Wednesday, September 1, 2010

McLeod

I find the example of Fox News and Al Franken’s copyright dispute hilarious because of the ridiculous argument. When Franken was faced with the comment that he was “increasingly unfunny”, Al Franken’s threat of a counter lawsuit, because he had trademarked “funny”, shows exactly how absurd these lawsuits have become (p.1). It seems that almost anything can have a copyright anymore and everyone must be extremely careful on what they say or do in fear of being sued.

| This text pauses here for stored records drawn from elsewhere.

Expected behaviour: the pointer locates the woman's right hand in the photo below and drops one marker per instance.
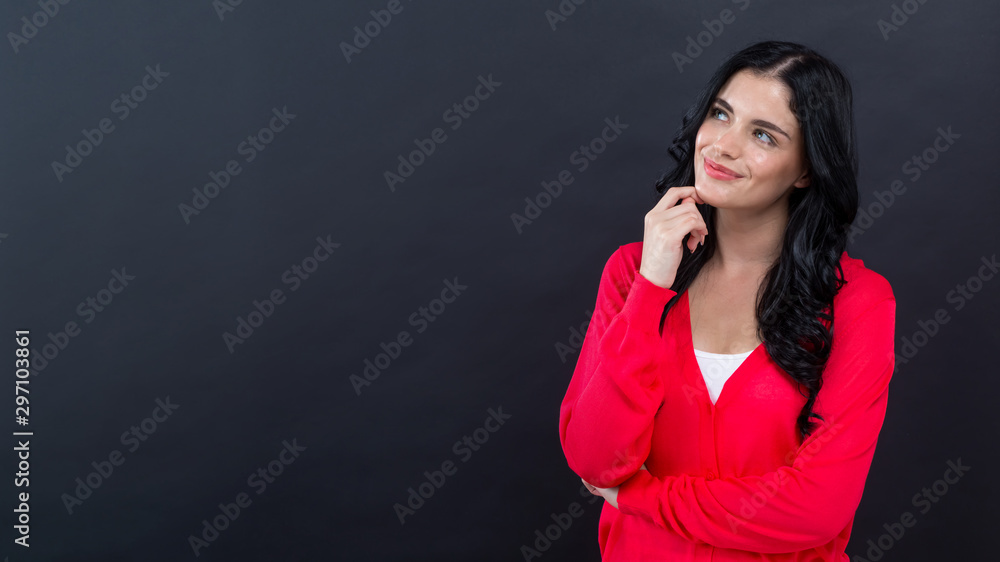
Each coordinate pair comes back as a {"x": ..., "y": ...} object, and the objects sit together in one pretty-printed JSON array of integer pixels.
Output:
[{"x": 667, "y": 224}]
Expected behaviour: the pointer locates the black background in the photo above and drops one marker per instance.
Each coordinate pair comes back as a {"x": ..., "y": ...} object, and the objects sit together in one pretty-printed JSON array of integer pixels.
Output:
[{"x": 495, "y": 346}]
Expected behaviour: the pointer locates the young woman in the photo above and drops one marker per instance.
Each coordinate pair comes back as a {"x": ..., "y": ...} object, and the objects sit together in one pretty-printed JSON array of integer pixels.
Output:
[{"x": 728, "y": 398}]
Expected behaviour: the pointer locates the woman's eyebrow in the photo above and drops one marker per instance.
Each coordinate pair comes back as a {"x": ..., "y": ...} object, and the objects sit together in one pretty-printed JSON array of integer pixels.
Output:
[{"x": 757, "y": 122}]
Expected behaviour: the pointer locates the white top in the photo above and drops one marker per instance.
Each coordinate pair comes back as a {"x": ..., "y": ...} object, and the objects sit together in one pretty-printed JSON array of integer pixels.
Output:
[{"x": 716, "y": 368}]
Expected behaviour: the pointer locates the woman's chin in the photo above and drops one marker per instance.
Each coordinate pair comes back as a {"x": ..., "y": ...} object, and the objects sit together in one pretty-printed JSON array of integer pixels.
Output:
[{"x": 707, "y": 193}]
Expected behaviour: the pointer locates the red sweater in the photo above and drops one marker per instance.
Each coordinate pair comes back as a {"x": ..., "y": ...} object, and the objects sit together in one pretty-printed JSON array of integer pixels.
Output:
[{"x": 730, "y": 480}]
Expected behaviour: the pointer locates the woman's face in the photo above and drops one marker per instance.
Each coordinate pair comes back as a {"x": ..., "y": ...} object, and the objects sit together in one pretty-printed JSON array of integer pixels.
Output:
[{"x": 751, "y": 132}]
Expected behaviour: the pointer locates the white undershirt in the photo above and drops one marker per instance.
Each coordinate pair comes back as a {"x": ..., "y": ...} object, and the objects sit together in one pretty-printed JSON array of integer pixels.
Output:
[{"x": 717, "y": 368}]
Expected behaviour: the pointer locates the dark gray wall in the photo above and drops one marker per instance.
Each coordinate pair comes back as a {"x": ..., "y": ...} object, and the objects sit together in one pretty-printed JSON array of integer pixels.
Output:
[{"x": 212, "y": 81}]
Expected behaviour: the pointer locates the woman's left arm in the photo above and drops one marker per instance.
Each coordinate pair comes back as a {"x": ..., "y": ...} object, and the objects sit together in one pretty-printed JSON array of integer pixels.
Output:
[{"x": 804, "y": 505}]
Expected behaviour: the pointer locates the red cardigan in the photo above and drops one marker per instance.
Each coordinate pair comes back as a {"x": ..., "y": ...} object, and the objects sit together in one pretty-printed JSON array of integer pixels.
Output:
[{"x": 731, "y": 480}]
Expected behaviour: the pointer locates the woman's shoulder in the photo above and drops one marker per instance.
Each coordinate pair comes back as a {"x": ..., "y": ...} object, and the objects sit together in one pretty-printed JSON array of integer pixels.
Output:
[{"x": 863, "y": 288}]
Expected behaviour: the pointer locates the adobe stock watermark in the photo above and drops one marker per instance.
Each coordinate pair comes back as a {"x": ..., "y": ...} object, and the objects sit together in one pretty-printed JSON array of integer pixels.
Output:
[
  {"x": 713, "y": 29},
  {"x": 258, "y": 480},
  {"x": 463, "y": 448},
  {"x": 225, "y": 7},
  {"x": 582, "y": 157},
  {"x": 248, "y": 148},
  {"x": 132, "y": 438},
  {"x": 913, "y": 168},
  {"x": 566, "y": 8},
  {"x": 88, "y": 309},
  {"x": 421, "y": 320},
  {"x": 898, "y": 17},
  {"x": 293, "y": 277},
  {"x": 456, "y": 115},
  {"x": 122, "y": 106},
  {"x": 767, "y": 487},
  {"x": 925, "y": 499},
  {"x": 364, "y": 34},
  {"x": 30, "y": 27},
  {"x": 545, "y": 537},
  {"x": 958, "y": 297}
]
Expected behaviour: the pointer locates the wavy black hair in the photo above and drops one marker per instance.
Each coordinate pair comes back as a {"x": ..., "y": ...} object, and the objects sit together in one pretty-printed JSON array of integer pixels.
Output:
[{"x": 807, "y": 274}]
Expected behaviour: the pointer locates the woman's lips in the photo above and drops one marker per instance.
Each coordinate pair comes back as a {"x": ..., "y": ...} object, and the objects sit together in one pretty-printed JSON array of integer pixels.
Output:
[{"x": 719, "y": 172}]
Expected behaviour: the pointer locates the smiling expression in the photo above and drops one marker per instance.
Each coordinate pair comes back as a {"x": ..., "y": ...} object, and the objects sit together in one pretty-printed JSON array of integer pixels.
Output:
[{"x": 749, "y": 151}]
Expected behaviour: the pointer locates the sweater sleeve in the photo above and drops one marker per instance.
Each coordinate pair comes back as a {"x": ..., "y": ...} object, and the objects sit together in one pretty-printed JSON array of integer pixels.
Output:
[
  {"x": 606, "y": 416},
  {"x": 804, "y": 505}
]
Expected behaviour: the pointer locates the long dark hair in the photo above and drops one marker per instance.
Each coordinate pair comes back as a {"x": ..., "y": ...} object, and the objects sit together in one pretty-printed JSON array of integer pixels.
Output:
[{"x": 795, "y": 310}]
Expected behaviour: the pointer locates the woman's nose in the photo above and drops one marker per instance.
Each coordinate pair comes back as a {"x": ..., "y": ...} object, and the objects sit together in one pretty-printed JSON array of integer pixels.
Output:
[{"x": 725, "y": 145}]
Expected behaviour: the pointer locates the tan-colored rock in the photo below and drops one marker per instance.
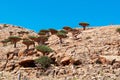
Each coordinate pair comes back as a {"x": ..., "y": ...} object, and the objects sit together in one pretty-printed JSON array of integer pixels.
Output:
[
  {"x": 27, "y": 63},
  {"x": 65, "y": 60}
]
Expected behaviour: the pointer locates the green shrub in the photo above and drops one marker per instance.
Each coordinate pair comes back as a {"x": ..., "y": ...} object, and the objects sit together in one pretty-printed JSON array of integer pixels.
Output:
[
  {"x": 63, "y": 31},
  {"x": 43, "y": 62},
  {"x": 41, "y": 33},
  {"x": 5, "y": 41},
  {"x": 5, "y": 25},
  {"x": 118, "y": 30},
  {"x": 61, "y": 34},
  {"x": 44, "y": 49}
]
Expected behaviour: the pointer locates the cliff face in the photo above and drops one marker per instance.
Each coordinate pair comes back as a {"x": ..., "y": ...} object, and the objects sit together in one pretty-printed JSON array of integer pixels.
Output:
[{"x": 94, "y": 54}]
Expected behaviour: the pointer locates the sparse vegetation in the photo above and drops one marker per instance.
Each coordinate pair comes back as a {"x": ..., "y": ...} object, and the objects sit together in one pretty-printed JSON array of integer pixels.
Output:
[
  {"x": 43, "y": 62},
  {"x": 67, "y": 28},
  {"x": 61, "y": 34},
  {"x": 14, "y": 40},
  {"x": 53, "y": 31},
  {"x": 28, "y": 42},
  {"x": 84, "y": 25},
  {"x": 44, "y": 49},
  {"x": 45, "y": 31},
  {"x": 5, "y": 41}
]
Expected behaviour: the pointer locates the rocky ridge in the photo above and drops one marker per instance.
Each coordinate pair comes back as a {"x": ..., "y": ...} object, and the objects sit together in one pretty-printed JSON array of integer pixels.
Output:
[{"x": 93, "y": 51}]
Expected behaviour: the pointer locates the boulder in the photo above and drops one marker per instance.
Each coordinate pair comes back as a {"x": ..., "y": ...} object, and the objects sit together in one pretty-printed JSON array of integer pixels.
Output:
[{"x": 27, "y": 63}]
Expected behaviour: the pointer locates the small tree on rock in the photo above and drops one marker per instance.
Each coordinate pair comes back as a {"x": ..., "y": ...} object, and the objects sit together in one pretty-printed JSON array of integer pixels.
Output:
[
  {"x": 46, "y": 32},
  {"x": 5, "y": 41},
  {"x": 28, "y": 42},
  {"x": 53, "y": 31},
  {"x": 61, "y": 35},
  {"x": 67, "y": 28},
  {"x": 14, "y": 40},
  {"x": 84, "y": 25},
  {"x": 44, "y": 62},
  {"x": 44, "y": 49}
]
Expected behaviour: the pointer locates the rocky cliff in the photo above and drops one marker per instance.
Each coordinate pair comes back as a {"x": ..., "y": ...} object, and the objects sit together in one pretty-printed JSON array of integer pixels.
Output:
[{"x": 93, "y": 55}]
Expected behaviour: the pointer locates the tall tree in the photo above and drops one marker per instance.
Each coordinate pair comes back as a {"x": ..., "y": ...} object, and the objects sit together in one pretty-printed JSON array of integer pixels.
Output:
[
  {"x": 44, "y": 49},
  {"x": 28, "y": 42},
  {"x": 61, "y": 34}
]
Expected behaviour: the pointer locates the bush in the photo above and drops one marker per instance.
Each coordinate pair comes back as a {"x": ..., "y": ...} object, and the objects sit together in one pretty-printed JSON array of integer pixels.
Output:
[
  {"x": 118, "y": 30},
  {"x": 43, "y": 62},
  {"x": 63, "y": 31},
  {"x": 61, "y": 34},
  {"x": 5, "y": 25},
  {"x": 44, "y": 49}
]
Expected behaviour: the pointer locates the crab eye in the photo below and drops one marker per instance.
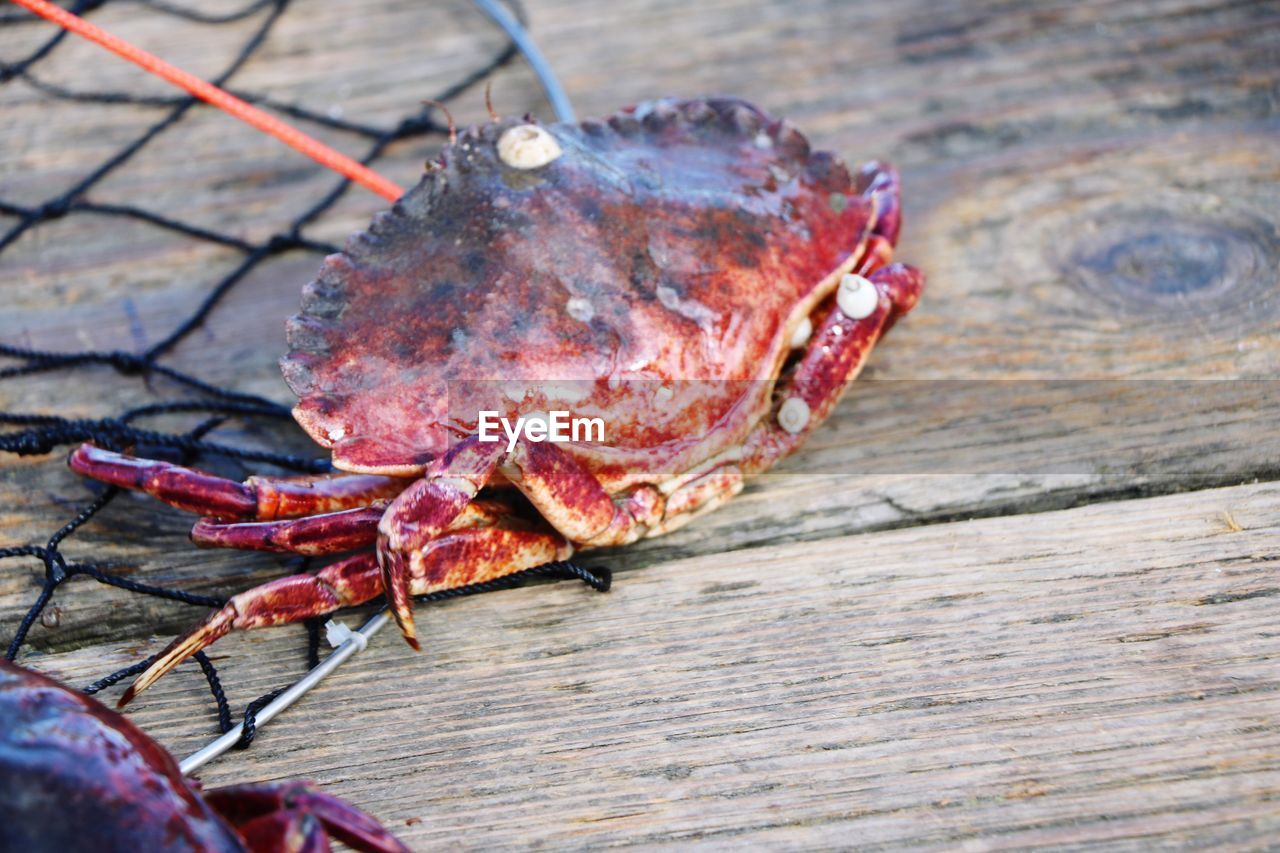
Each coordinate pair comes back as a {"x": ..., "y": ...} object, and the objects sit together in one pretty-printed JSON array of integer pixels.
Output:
[{"x": 528, "y": 146}]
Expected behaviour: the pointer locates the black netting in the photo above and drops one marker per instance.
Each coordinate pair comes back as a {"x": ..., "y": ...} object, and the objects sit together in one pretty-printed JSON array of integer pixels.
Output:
[{"x": 44, "y": 433}]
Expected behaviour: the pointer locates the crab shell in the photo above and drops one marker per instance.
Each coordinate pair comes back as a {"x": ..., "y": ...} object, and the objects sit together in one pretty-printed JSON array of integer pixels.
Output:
[
  {"x": 661, "y": 260},
  {"x": 76, "y": 775},
  {"x": 76, "y": 770}
]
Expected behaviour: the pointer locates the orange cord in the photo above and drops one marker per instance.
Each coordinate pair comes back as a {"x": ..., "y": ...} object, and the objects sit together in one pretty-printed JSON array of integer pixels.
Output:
[{"x": 225, "y": 101}]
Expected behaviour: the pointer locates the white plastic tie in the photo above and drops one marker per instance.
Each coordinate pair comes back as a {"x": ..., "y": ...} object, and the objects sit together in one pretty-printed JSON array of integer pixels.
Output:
[{"x": 338, "y": 633}]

In terms of being allowed to use copyrighted pieces, I believe the amount for which artists are charged in sampling other artist’s music is outrageous. I completely understand that song writers should be rewarded for their originality, but charging $1,000 per word is unnecessary (p.86). As “Scanner” explained, “he didn’t really mind” when Bjork sampled him on one of her albums. Scanner’s record company and lawyers, on the other hand, would not tolerate this. Even though Scanner was not concerned, this did not stop his record company from suing Bjork (p.94). Inevitably, Scanner put a halt to the suit which put him in a bad place. It turns out that, for the most part, the record companies are the real winners in these cases, not the sampled artist. The most absurd example of this is evident when John Fogerty, of Creedence Clearwater Revival, lost his copyrights to his old songs because of a bad contract (p.99). As time went on, he created a song that mimicked a previous creation and was sued for using his own song! I found this astonishing that a record company has such power over the musicians on their label.